At Mott street we have an entire room devoted to clothes. Many a day forty people come in for garments and many of them have to be turned away. The other day we gave fifteen women warm coats, but there was an equal number of men who had to be turned away. The best we could do for many of them was give them warm wool scarves. We need sweaters, no matter how old or holey. We need suit coats, even if there are no pants. We need overcoats, underwear. Many of the men went away wearing women’s stockings in want of men’s. Do you know what it is like to walk the streets with bare and blistered feet in your shoes? Please help us by sending in your old clothes. We have a family of children also who need to be outfitted, as well as men and women.
One of the fathers of the church said, “the coat which hangs in your closet belongs to the poor.”
This is being written down at the County Court where I am waiting for the commitment clerk to come down from the Bellevue psychopathic ward.

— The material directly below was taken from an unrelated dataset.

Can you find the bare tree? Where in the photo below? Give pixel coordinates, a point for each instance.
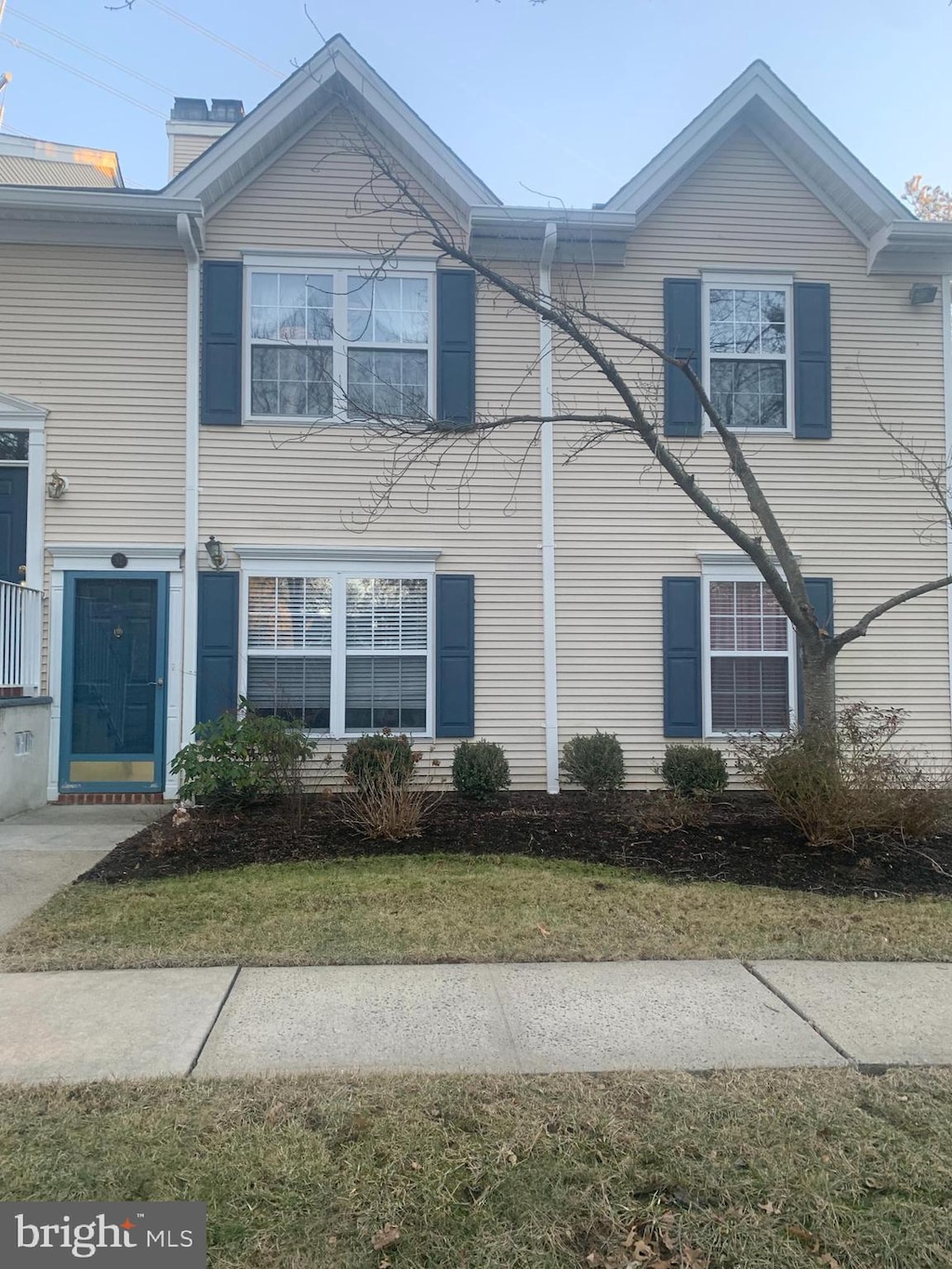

The paper must go to press today, but there is a work of mercy to be done. One of our women has fallen into the hands of the State (and the State is becoming an inexorable guardian) and they have decided she is psychopathic and needs to be committed to the Manhattan Hospital. It is to rescue her that I am here, to plead to the judge to release her in our care. She had been with us six months and we had known her and helped her for some two years before that. What peculiarities she has we can cope with, but aside from any mental disorder, perhaps the result of cruel hardship and loneliness and insecurity, we are convinced that a most grave injustice is being done which we must prevent.
Right now I should be down at the printer’s overseeing the makeup of the paper, because Bill Callahan, who of all the crowd is best at makeup, is away, and John Cort and Eddie Priest, though they can get a story and write one—though they fit in every other way into the scheme of life of the Catholic Worker—are not as yet at ease in writing heads and balancing the front page. Not that I am so hot myself. Bit I should be there, I think fretfully.
However, I shall sit and wait, writing this last bit of “copy,” and as to how things are going in the crowded print shop where three other papers are going to press at the same time—I shall just have to leave that to the Lord, and our inexperienced fellow workers. When it comes to choosing which is the most important work this morning—one human being is of greater importance than all the papers ever published—I am sure our readers will agree. So when they find errors in the proof reading or in the heads, an unbalanced job in the
putting together of the paper, they will please excuse us.